A scuola di social network nel truck della polizia 

L’iniziativa. Alunni delle medie sul Lungopassirio per scoprire i rischi e le insidie delle app L’ispettore della postale: «In rete ci vogliono le stesse precauzioni che usiamo nella vita “reale”»


Sara Martinello


Merano. Una lezione diversa, quella che gli alunni delle prime e delle seconde delle scuole medie Segantini, Negrelli e Obermais e i loro insegnanti hanno affrontato ieri. In cattedra gli agenti della polizia postale di Bolzano, in un truck parcheggiato davanti al Kurhaus per sensibilizzare i “nativi digitali” rispetto alle insidie di app e social. Sono quasi 12 mila i ragazzi, i genitori e gli insegnanti raggiunti lo scorso anno scolastico dalla campagna itinerante “Una vita da social”, per un totale di 159 incontri in sinergia con l’associazione Il Germoglio, col Forum Prevenzione, con la garante per l’infanzia e l’adolescenza e con le scuole. Entro giugno si conta di arrivare ai 155 dal settembre 2018. La campagna si muove molto nelle periferie, e non soltanto nei centri più popolosi della provincia. «Organizziamo incontri con ogni realtà scolastica o istituzione che ce lo richieda – spiega Ivo Plotegher, ispettore superiore della polizia postale –. A Merano siamo stati chiamati dall’amministrazione comunale. Il vicesindaco Andrea Rossi è venuto qui per conoscere meglio quest’iniziativa».

Whatsapp, Snapchat, TikTok, Instagram. Nel camion della postale, ai giovanissimi si spiegano i rischi dei social, dall’adescamento online al cyberbullismo, dalle norme sulla privacy al sexting. Ma anche di giochi come Fortnite: «Succede che bambini e ragazzi usino le carte di credito inserite nei dispositivi per acquistare lo sblocco di livelli e di aiuti – prosegue Plotegher –. Durante gli incontri le domande sono soprattutto intorno alla diffusione delle fotografie. E qui è importante far capire che anche se inviate a una persona considerata cara, di cui al momento ci si fida, è possibile che in un secondo tempo foto sconvenienti potrebbero essere usate per ricattare chi le ha inviate. Per quanto riguarda poi il cyberbullismo, abbiamo notato che dopo il nostro intervento di sensibilizzazione delle classi il fenomeno rientra. Cerchiamo di risolverlo in maniera pedagogica, senza che si debba arrivare a una denuncia. Altro argomento che affrontiamo è l’adescamento di minori: i malintenzionati usano spesso mentire sull’età, proponendosi come coetanei delle vittime. Instaurano con pazienza un rapporto che poi può sfociare nel ricatto (“Se non mi mandi altre foto diffondo quelle che già mi hai inviato”) o in pericolosi incontri dal vivo».

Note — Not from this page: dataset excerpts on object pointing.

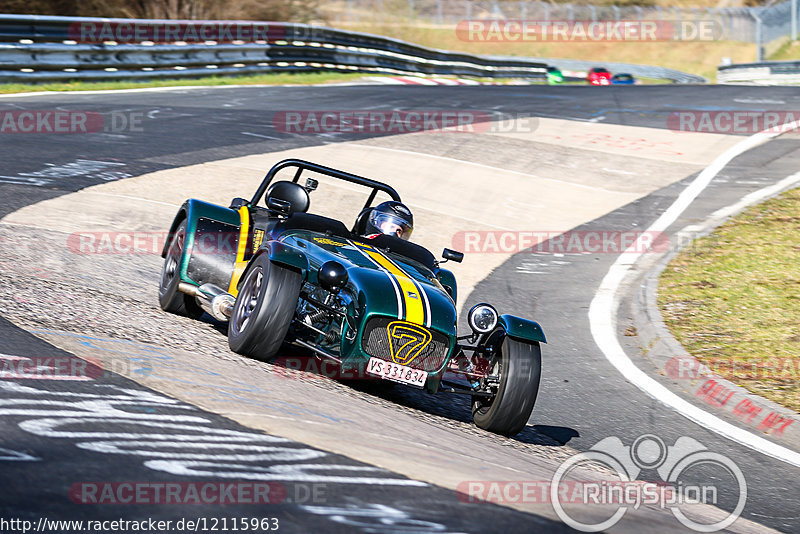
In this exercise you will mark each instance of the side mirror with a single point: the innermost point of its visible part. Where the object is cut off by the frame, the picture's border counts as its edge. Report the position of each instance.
(237, 203)
(279, 206)
(453, 255)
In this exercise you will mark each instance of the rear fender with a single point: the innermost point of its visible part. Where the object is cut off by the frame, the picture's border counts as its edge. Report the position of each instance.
(522, 329)
(219, 227)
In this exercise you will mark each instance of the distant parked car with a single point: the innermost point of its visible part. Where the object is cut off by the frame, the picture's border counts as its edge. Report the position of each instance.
(554, 76)
(598, 76)
(623, 79)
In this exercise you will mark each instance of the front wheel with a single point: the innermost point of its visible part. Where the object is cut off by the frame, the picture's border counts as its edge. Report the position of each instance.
(264, 309)
(515, 371)
(169, 298)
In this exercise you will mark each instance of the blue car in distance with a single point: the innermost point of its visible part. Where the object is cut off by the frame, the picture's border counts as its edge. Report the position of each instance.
(623, 79)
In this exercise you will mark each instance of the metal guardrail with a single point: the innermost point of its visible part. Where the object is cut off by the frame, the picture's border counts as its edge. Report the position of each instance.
(46, 48)
(763, 73)
(39, 48)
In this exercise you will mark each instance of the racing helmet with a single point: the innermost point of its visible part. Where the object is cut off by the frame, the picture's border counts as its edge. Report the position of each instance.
(390, 218)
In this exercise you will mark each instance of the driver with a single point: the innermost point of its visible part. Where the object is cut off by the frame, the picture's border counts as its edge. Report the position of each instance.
(390, 218)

Le prime raccomandazioni della polizia per i genitori sono di non concedere lo smartphone ai minori di 12 anni, e poi di accompagnarli assiduamente nell’uso, attenendosi alle indicazioni dei fornitori di servizi. Una regola per tutti è di concedere l’amicizia online solo a persone che si conoscono dal vivo, anche per evitare manipolazioni psicologiche che portino all’estorsione di denaro. «Esistono applicazioni di parental control – interviene Flavio Negrini di Kaspersky Lab, partner della campagna Vita da social – che permettono di impostare fasce orarie e restrizioni sulle app». Infine, l’ultimo avvertimento di Plotegher: «I giovanissimi non pensano che nella rete ci siano le stesse regole che ci sono nella vita “reale”. L’attività di sensibilizzazione serve anche a far capire che la rete non è uno spazio libero».